I'm、don't、it's のように2語が1語に縮んだ形です。話し言葉では書かれない縮み方もあり、going to → gonna、want to → wanna がその代表です。
なぜ起きる
頻繁に使う組み合わせほど短くなる、という言語全般の傾向です。縮むのは、その組み合わせがよく使われる証拠でもあります。
聞き取りのコツ
gonna や wanna は書き言葉ではありませんが、話し言葉ではむしろ標準です。
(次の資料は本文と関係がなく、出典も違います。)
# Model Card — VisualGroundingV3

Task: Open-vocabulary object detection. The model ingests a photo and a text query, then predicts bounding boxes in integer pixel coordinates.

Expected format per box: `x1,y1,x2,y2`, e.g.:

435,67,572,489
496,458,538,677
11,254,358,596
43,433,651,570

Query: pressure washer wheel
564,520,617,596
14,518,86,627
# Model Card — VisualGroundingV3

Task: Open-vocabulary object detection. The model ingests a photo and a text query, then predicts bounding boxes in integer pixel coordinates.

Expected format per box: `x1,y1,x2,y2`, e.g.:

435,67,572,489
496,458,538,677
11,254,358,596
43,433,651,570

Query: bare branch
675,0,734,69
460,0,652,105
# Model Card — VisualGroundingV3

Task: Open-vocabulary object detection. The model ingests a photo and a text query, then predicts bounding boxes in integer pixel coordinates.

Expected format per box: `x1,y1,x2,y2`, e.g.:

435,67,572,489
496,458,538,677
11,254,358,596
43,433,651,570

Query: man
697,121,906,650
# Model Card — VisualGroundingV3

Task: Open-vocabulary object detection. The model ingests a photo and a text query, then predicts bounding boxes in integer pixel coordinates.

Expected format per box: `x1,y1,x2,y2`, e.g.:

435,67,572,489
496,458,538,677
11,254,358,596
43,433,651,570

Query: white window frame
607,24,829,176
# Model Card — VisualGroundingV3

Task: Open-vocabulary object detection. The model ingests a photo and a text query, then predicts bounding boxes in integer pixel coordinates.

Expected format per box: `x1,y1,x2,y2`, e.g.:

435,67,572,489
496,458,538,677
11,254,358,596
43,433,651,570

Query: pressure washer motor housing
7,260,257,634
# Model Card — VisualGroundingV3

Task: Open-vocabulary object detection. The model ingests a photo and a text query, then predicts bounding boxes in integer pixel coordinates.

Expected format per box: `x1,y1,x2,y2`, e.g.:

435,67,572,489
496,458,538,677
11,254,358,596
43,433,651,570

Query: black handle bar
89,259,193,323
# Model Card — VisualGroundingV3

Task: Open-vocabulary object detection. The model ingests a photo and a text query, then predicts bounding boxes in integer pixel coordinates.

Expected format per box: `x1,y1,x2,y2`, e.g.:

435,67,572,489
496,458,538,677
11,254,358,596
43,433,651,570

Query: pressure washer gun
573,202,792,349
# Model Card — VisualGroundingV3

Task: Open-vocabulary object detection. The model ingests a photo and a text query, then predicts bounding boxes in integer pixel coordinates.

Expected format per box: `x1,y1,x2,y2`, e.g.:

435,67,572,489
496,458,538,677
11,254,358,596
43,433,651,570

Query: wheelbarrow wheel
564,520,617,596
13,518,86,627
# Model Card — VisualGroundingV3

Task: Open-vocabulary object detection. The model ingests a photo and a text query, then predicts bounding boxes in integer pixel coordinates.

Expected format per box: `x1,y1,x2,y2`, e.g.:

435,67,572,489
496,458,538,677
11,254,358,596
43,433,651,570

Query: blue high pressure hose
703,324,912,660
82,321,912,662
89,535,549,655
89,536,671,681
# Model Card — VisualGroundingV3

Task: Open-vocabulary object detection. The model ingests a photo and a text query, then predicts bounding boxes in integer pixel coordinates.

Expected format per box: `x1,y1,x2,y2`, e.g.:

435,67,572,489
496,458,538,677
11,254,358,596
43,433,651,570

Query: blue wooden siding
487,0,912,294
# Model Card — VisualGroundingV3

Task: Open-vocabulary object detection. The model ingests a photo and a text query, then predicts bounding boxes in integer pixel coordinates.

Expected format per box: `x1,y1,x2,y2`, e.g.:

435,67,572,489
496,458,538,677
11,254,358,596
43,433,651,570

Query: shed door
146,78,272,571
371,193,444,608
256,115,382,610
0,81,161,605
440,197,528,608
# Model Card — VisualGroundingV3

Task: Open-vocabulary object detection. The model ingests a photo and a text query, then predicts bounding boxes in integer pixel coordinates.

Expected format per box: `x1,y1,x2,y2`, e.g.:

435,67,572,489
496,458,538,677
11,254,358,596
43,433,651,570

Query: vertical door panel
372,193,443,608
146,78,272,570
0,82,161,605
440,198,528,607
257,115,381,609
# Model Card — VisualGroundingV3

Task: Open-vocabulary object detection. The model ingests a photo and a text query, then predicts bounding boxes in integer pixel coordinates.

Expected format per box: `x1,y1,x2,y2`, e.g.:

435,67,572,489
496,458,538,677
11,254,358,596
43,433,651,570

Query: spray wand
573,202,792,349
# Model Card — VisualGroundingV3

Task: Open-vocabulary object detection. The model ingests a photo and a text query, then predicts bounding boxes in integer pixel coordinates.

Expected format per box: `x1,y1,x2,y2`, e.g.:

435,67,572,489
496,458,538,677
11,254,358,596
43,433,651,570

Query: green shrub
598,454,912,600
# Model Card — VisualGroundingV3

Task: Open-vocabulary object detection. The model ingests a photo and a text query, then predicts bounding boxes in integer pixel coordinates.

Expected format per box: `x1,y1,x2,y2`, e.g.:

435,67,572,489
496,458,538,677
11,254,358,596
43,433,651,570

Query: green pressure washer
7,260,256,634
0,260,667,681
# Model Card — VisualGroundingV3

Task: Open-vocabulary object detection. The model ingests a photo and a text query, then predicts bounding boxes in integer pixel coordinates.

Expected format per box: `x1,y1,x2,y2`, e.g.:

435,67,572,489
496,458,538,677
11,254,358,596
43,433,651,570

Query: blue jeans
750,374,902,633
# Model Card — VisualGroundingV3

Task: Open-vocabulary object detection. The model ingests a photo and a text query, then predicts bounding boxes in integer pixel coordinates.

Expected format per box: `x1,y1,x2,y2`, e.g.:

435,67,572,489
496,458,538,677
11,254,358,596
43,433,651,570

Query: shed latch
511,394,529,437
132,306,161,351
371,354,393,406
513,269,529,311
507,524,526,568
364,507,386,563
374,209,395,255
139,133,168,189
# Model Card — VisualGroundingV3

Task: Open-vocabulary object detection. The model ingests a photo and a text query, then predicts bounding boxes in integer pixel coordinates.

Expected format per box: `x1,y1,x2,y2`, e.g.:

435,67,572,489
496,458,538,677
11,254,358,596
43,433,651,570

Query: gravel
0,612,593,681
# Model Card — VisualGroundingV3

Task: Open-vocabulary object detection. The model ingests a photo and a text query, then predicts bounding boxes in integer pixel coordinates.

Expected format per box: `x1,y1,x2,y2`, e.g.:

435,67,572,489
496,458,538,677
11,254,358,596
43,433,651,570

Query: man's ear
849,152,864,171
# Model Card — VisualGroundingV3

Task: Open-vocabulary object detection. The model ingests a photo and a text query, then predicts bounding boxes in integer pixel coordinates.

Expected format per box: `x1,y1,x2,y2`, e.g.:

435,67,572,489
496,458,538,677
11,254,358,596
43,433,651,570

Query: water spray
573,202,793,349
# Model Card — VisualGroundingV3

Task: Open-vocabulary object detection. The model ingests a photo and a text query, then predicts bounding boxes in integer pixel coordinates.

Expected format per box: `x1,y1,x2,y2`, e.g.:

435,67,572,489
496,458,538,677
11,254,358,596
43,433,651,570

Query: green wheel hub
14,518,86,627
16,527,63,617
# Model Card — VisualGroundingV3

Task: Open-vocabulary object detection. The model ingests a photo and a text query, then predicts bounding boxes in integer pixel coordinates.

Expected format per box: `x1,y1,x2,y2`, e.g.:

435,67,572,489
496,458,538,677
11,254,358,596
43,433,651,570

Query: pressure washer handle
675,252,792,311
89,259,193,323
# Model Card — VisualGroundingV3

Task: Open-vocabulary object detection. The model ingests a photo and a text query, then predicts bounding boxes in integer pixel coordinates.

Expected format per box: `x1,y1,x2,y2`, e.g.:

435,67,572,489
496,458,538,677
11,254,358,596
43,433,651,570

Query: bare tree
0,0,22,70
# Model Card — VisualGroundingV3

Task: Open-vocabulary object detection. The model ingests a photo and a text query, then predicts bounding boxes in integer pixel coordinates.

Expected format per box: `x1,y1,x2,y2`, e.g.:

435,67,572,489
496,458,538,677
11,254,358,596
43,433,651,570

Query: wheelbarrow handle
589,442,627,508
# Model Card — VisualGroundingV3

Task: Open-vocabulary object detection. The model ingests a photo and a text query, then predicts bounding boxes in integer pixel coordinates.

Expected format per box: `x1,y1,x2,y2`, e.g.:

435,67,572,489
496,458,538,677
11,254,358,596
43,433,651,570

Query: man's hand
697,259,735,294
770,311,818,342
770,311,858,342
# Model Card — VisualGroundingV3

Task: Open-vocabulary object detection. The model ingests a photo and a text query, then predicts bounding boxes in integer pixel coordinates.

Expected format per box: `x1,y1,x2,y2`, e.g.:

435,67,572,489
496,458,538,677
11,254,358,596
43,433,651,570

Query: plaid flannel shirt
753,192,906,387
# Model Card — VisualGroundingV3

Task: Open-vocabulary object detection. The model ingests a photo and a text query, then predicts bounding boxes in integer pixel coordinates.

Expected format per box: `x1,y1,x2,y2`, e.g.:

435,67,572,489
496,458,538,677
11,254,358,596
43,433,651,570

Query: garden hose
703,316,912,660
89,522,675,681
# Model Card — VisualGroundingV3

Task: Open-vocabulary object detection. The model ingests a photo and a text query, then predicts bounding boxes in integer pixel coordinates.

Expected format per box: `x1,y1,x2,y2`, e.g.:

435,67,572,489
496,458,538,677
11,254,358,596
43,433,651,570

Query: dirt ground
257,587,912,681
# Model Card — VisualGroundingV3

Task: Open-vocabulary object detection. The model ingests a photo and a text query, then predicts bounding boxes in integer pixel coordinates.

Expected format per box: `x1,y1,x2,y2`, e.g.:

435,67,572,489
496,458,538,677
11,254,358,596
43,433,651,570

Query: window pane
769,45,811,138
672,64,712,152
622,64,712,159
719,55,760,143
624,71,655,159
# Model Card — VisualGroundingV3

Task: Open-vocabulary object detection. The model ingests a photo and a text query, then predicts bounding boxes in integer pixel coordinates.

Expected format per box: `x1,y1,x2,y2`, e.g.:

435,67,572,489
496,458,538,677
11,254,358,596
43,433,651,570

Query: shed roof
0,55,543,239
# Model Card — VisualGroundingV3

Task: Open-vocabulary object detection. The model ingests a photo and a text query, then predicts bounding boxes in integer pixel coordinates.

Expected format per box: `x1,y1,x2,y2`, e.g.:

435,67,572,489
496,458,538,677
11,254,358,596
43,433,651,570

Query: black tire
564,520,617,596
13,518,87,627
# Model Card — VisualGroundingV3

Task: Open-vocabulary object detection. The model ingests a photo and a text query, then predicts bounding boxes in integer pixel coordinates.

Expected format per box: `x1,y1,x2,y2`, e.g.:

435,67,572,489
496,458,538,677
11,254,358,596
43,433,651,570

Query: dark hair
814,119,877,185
フォーマルな場面や書面では going to / want to を使うという使い分けだけ押さえておけば、聞き取りでは短縮形を前提にして問題ありません。
例
I'm, don't, it's, we've / gonna(going to), wanna(want to), gotta(got to), kinda(kind of)
解説動画: 学校では習わない短縮形の発音を1つずつ確かめる/Kevin's English Room / 掛山ケビ志郎
短縮形の発音は教わっていない: 中学で I'm や you're の書き方は習うのに、正しい発音を教わった覚えがないという話から始まる。書いてあっても「ユア」とカタカナで読んだり、二語に分けて読んだりしてしまう。日常会話ではくっついた形のほうが圧倒的によく出てくるのに、そこだけ抜けているという問題意識で、用意した一覧を上から声に出して確かめていく。
やりがちな読み方とのズレ: you're は your とほとんど同じで、伸ばしたところが R になる感覚だという。I'll は「アイル」のままだと伝わらない可能性があるとされ、i が圧倒的に短くそのまま L へ入る。he'll も「ヒール」ではなく hill に近い短い音。you'll を「ユル」、会計の That'll be… を「ザットルビー」と読むと通じないとも指摘している。
書き言葉には出てこない形: How do you do が縮んだ howdy、good day の g'day、of the clock が縮んだ o'clock など、元の形が意識されないほど縮んだ例も挙がる。y'all(you all)はアメリカ南部の英語で、くっつけた瞬間に南部っぽく響くため大統領のスピーチでは分けて言う、mightn't や mustn't はイギリス英語や古い英語の印象であまり聞かないとも言う。
聞き取りにどう効くか: Have you ever は have がほぼ消えて「ユエバー」に近くなる。省略というより、速く言った結果そう聞こえるという捉え方をしている。自分が話すときは分けて言ってもかまわないとしつつ、音を知っていれば聞き取れる範囲は広がる。学校のリスニングと現地で耳にする英語の差は、ここにもあると締めている。